My life changed after I left home and moved in with my first serious boyfriend. I knew he was HIV – and thought that this would not affect me in any way, I was wrong. I stayed with him for all the wrong reasons – I felt sorry for him and found it very difficult to end our relationship. Don’t get me wrong, I cared for him very much, but I knew it wasn’t going to last. The best thing about our relationship was the education and awareness I received regarding HIV and AIDS. I formed wonderful relationships with many individuals who were victims of misinformation and bigotry surrounding this disease.
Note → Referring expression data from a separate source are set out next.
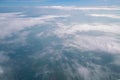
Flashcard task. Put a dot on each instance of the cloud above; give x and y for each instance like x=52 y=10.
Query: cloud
x=79 y=8
x=14 y=22
x=1 y=71
x=107 y=41
x=106 y=16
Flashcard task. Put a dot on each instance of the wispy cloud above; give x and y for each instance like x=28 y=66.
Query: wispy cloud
x=80 y=8
x=106 y=16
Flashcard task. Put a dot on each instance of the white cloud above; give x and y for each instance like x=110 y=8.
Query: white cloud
x=14 y=22
x=106 y=15
x=100 y=43
x=73 y=28
x=80 y=8
x=107 y=42
x=1 y=71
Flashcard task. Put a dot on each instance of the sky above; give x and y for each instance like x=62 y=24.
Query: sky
x=59 y=2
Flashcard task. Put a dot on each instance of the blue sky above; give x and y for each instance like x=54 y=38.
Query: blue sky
x=59 y=2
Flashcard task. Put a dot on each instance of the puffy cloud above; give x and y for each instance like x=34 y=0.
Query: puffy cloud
x=14 y=22
x=107 y=41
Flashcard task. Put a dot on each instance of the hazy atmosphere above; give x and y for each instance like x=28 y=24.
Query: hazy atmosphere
x=60 y=40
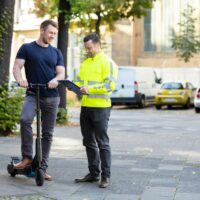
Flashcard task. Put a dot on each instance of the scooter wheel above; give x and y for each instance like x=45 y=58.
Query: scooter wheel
x=39 y=177
x=11 y=170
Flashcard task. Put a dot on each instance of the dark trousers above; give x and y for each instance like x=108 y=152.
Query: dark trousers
x=94 y=125
x=49 y=108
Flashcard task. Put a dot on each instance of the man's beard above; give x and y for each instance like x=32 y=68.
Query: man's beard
x=45 y=41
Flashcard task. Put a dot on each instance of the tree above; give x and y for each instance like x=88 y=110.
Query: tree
x=186 y=43
x=107 y=12
x=91 y=14
x=6 y=30
x=65 y=11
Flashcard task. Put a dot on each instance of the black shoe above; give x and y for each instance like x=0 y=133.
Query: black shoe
x=104 y=183
x=87 y=178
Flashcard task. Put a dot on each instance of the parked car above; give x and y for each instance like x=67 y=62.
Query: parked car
x=175 y=93
x=135 y=86
x=197 y=101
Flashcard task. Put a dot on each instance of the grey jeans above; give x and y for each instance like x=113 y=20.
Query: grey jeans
x=49 y=108
x=94 y=125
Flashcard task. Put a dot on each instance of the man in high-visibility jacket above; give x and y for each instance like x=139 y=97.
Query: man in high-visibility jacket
x=97 y=79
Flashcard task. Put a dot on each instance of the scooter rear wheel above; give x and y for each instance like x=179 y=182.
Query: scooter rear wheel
x=11 y=170
x=39 y=177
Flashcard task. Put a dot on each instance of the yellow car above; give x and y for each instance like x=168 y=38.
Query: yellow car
x=175 y=93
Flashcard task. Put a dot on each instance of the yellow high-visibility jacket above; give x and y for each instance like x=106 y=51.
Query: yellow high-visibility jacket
x=99 y=74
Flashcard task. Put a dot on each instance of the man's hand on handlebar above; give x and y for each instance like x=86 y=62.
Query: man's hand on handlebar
x=53 y=84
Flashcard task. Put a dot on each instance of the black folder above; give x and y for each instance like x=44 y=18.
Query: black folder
x=71 y=86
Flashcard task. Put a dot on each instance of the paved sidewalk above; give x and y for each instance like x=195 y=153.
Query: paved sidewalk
x=144 y=167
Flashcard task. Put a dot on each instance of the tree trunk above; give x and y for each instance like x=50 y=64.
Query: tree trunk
x=6 y=32
x=97 y=24
x=63 y=43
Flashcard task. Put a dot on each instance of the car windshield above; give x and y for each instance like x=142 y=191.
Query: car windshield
x=172 y=86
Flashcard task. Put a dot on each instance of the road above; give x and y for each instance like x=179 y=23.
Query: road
x=155 y=156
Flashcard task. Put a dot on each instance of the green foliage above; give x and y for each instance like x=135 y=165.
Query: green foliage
x=4 y=23
x=89 y=15
x=186 y=43
x=10 y=108
x=62 y=117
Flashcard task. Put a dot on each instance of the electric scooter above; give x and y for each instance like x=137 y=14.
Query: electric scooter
x=33 y=170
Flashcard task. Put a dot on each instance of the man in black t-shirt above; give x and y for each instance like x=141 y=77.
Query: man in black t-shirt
x=43 y=64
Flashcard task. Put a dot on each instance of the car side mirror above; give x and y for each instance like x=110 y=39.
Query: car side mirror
x=159 y=80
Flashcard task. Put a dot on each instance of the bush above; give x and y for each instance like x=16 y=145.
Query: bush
x=10 y=108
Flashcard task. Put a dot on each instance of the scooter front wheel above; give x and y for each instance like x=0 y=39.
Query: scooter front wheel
x=39 y=177
x=11 y=170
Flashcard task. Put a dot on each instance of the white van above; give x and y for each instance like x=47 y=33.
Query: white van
x=135 y=86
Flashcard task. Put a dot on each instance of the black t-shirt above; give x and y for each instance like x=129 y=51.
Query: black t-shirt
x=40 y=65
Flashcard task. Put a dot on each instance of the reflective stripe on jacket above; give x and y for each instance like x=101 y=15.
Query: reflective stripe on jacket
x=99 y=74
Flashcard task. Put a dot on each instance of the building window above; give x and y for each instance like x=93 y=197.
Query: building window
x=161 y=22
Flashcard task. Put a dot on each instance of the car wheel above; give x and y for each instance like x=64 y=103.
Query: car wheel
x=158 y=107
x=197 y=110
x=169 y=106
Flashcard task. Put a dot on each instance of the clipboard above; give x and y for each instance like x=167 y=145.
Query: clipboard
x=71 y=86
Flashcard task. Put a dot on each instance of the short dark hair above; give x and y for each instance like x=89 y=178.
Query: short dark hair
x=48 y=22
x=93 y=36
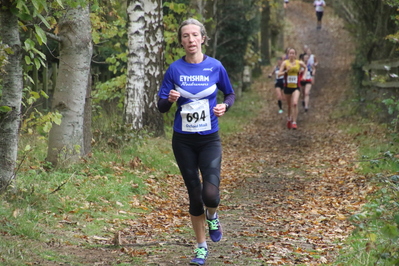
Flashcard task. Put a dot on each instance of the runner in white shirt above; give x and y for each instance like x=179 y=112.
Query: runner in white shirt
x=319 y=6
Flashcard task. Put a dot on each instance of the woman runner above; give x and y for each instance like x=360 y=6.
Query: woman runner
x=306 y=83
x=319 y=7
x=193 y=82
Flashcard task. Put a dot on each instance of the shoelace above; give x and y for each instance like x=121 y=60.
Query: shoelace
x=213 y=224
x=201 y=253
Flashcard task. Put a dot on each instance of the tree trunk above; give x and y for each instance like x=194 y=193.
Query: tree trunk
x=265 y=33
x=66 y=141
x=145 y=61
x=11 y=96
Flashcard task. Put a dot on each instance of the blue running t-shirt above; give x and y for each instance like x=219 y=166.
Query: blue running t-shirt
x=198 y=85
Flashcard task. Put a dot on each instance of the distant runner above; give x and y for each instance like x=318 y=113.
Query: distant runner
x=291 y=68
x=319 y=6
x=306 y=83
x=279 y=85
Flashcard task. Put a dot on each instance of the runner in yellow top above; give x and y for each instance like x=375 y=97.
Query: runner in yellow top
x=291 y=68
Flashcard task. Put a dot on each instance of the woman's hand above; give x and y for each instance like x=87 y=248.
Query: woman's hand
x=173 y=96
x=220 y=109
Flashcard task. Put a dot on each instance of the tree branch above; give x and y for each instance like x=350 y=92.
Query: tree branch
x=53 y=36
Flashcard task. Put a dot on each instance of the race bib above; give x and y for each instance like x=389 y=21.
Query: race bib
x=292 y=79
x=195 y=116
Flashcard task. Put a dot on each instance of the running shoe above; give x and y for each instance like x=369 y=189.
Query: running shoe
x=200 y=256
x=289 y=124
x=215 y=229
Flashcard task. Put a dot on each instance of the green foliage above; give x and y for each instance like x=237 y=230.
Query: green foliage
x=393 y=108
x=235 y=34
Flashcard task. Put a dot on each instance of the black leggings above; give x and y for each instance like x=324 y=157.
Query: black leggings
x=194 y=153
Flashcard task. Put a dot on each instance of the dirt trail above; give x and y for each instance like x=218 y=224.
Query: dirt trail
x=289 y=203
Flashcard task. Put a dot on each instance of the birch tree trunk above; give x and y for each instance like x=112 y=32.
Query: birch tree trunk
x=145 y=65
x=66 y=141
x=12 y=96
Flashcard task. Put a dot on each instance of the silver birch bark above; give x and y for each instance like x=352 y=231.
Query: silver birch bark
x=66 y=141
x=145 y=61
x=12 y=96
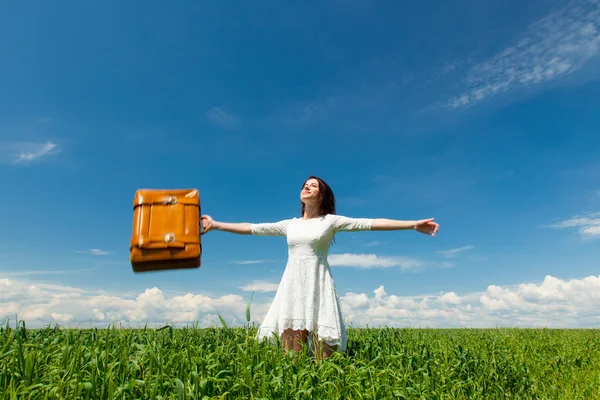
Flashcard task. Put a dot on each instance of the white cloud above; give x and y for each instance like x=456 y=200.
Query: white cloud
x=550 y=303
x=589 y=225
x=260 y=286
x=454 y=252
x=219 y=116
x=246 y=262
x=553 y=303
x=24 y=153
x=371 y=261
x=557 y=45
x=45 y=272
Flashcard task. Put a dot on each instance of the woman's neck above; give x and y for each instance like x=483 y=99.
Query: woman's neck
x=310 y=212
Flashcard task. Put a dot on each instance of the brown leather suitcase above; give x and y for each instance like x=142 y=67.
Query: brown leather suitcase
x=166 y=230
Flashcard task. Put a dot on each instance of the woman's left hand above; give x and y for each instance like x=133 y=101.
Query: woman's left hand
x=427 y=226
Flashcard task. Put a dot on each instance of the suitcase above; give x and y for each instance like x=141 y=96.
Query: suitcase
x=166 y=230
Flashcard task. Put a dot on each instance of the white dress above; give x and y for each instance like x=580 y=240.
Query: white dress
x=307 y=297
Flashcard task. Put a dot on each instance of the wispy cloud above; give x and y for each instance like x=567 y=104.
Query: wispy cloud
x=552 y=302
x=454 y=252
x=46 y=272
x=94 y=252
x=372 y=261
x=24 y=153
x=589 y=225
x=555 y=46
x=260 y=286
x=220 y=117
x=245 y=262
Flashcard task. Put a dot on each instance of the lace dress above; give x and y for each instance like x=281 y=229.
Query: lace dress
x=307 y=297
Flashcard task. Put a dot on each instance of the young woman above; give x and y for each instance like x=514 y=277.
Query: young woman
x=306 y=301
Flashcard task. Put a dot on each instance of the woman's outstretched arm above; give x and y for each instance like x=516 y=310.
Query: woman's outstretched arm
x=426 y=226
x=242 y=228
x=246 y=228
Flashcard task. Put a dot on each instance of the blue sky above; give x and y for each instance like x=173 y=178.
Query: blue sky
x=484 y=116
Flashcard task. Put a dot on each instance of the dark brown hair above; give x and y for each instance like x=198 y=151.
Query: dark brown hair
x=326 y=197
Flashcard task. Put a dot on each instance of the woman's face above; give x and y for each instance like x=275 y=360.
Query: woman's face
x=310 y=191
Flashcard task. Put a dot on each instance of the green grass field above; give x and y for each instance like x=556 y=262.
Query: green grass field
x=228 y=363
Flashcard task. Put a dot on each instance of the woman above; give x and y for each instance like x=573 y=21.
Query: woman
x=306 y=301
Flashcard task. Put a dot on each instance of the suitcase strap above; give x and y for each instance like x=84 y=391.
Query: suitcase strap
x=169 y=240
x=165 y=199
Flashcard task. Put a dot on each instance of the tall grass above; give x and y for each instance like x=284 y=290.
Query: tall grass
x=228 y=363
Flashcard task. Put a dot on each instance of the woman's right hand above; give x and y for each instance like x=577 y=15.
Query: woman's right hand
x=207 y=222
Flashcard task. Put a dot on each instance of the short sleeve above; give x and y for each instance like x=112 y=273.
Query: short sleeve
x=270 y=228
x=341 y=223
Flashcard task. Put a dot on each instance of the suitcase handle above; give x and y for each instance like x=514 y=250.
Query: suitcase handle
x=205 y=230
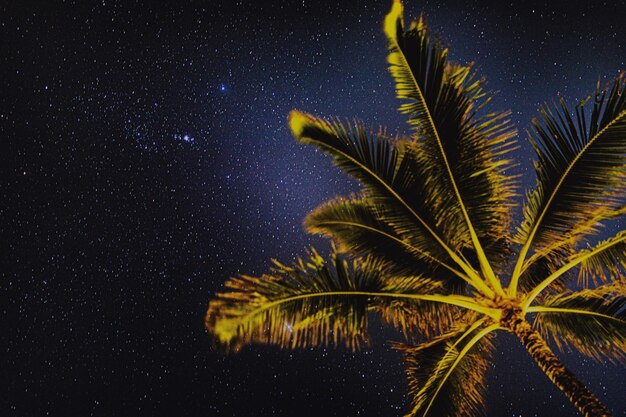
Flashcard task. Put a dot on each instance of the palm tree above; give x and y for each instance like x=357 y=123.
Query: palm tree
x=429 y=245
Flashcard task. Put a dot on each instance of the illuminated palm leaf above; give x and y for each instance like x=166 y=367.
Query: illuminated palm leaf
x=442 y=101
x=543 y=267
x=608 y=264
x=360 y=228
x=315 y=302
x=591 y=321
x=581 y=170
x=427 y=241
x=447 y=375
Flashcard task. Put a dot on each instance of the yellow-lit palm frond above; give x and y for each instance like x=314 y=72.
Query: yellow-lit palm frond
x=581 y=172
x=442 y=102
x=390 y=174
x=591 y=321
x=602 y=263
x=447 y=375
x=608 y=264
x=360 y=227
x=315 y=302
x=544 y=266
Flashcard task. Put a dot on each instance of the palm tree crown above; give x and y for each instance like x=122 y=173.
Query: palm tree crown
x=429 y=242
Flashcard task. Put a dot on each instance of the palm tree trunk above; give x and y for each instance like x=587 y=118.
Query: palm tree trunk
x=583 y=399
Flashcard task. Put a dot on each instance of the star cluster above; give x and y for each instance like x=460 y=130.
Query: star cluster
x=146 y=159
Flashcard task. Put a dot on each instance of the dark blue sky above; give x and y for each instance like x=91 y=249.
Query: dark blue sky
x=146 y=158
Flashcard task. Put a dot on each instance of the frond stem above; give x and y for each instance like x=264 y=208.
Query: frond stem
x=402 y=242
x=466 y=267
x=462 y=353
x=571 y=264
x=485 y=266
x=522 y=256
x=544 y=309
x=455 y=300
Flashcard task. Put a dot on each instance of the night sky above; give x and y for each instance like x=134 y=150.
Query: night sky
x=145 y=158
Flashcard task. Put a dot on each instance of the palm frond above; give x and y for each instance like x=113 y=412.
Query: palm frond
x=359 y=227
x=443 y=101
x=591 y=321
x=606 y=265
x=315 y=302
x=447 y=374
x=604 y=262
x=390 y=174
x=541 y=266
x=581 y=169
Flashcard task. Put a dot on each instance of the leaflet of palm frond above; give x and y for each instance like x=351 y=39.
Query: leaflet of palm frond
x=591 y=321
x=446 y=376
x=581 y=168
x=543 y=266
x=311 y=303
x=359 y=227
x=418 y=319
x=443 y=103
x=608 y=265
x=386 y=173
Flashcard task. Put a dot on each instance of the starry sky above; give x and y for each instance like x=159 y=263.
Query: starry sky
x=146 y=158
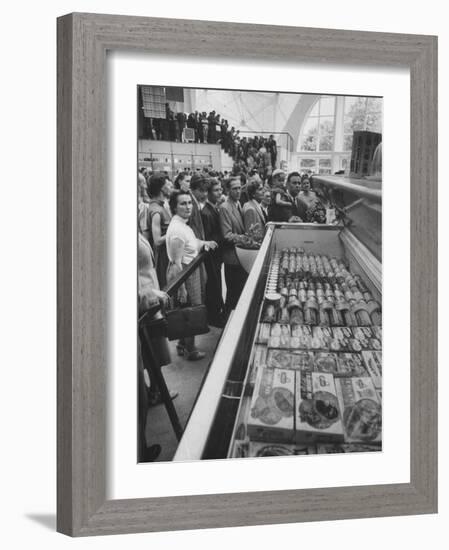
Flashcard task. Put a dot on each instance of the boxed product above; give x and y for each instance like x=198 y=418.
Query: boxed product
x=281 y=341
x=257 y=449
x=278 y=358
x=321 y=338
x=363 y=335
x=259 y=359
x=373 y=363
x=350 y=364
x=326 y=362
x=304 y=334
x=377 y=332
x=361 y=410
x=317 y=413
x=263 y=333
x=271 y=416
x=341 y=337
x=367 y=338
x=302 y=360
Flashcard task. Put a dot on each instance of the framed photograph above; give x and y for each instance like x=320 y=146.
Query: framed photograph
x=274 y=297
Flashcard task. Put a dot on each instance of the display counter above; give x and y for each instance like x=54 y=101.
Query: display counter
x=329 y=264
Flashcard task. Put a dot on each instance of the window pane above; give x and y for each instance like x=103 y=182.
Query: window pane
x=374 y=122
x=347 y=143
x=326 y=125
x=308 y=163
x=314 y=111
x=327 y=106
x=310 y=135
x=324 y=163
x=349 y=102
x=374 y=104
x=326 y=142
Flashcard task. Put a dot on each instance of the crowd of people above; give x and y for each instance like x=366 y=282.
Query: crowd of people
x=204 y=210
x=248 y=153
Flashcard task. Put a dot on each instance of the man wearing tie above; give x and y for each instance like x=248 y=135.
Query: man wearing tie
x=233 y=229
x=253 y=216
x=265 y=204
x=198 y=192
x=212 y=230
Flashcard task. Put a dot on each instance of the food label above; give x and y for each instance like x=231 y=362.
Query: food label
x=350 y=364
x=317 y=410
x=257 y=449
x=362 y=411
x=272 y=407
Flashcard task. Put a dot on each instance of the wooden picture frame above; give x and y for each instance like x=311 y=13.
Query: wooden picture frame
x=83 y=40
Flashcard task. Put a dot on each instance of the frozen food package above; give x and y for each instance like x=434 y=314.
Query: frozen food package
x=321 y=338
x=259 y=360
x=361 y=410
x=326 y=362
x=278 y=358
x=302 y=360
x=350 y=364
x=317 y=412
x=257 y=449
x=373 y=363
x=338 y=448
x=271 y=416
x=263 y=333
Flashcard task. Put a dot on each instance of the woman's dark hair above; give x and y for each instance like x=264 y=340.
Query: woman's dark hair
x=198 y=181
x=157 y=181
x=252 y=187
x=210 y=184
x=173 y=200
x=292 y=175
x=178 y=180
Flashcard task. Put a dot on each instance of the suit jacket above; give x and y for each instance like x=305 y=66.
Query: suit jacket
x=211 y=223
x=195 y=222
x=252 y=215
x=232 y=227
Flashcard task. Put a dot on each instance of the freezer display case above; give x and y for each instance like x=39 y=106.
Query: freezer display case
x=298 y=368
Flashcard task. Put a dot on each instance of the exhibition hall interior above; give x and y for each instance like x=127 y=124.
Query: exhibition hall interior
x=259 y=281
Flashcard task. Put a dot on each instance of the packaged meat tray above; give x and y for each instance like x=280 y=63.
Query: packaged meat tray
x=337 y=448
x=271 y=416
x=325 y=362
x=278 y=358
x=350 y=364
x=256 y=449
x=263 y=333
x=317 y=412
x=361 y=410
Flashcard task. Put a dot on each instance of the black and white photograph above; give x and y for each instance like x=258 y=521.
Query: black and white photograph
x=259 y=217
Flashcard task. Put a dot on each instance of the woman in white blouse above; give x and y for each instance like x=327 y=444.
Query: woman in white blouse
x=182 y=248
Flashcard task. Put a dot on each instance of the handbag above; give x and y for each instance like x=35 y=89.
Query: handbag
x=186 y=321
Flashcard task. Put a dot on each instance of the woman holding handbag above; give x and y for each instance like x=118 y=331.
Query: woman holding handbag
x=182 y=248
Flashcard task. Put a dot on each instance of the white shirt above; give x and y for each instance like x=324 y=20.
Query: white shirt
x=179 y=230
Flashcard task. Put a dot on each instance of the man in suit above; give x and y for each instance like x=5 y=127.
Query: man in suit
x=253 y=217
x=198 y=190
x=233 y=230
x=212 y=230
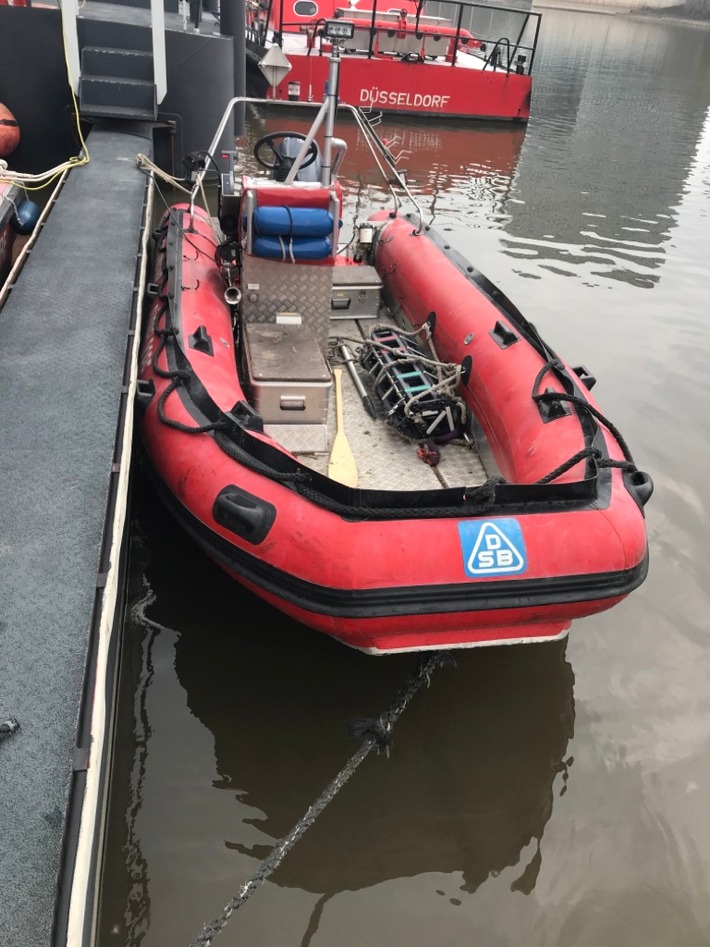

I recently watched The Normal Heart, the movie written by Larry Kramer and directed by Ryan Murphy. This movie brought up so many feelings and emotions I had during the late 1980’s and early 1990’s. I was enraged that it took so long for governments to act to contain the spread of the disease. I was angered at how society viewed and treated homosexuals during a time when they required compassion the most. I felt that I could easily have been a character in the movie – I lived most of it already. I may not have lost as many friends as the generation before me did to the disease but I certainly knew of individuals who experienced many of the same shaming, judgements, hatred and discrimination as the characters of The Normal Heart did.
So who are my role models – those who are courageous enough to tell these stories without fear of recourse. Julia Roberts, Mark Ruffalo, Jim Parsons, Taylor Kitsch, Larry Kramer, Ryan Murphy, Brad Pitt, Matt Boomer, the entire cast of this movie. These celebrities and the real people who experienced these stories are my role models. People who want to see the end of human suffering and who want to create positive change in the world – those are my role models.
I remember a discussion I had with the Director of The AIDS Committee of Toronto in the early 1990’s. A discussion that revolved around my internal homophobia in which he offered this advice: “Think about who you are hurting regarding how you feel – yourself. Do you want to move forward and become happy or do want to continue living a life on how others perceive you to be?” David is no longer with us today. He was one of the great people we lost to this disease and his understanding, empathy, compassion and love continues to inspire me to create positive change in our world.
This blog is my THANK YOU to all who continue to inspire despite the challenges they face and all the people we have lost because of the positive change they wanted to create in the world.
Together, we can make the world a more positive one!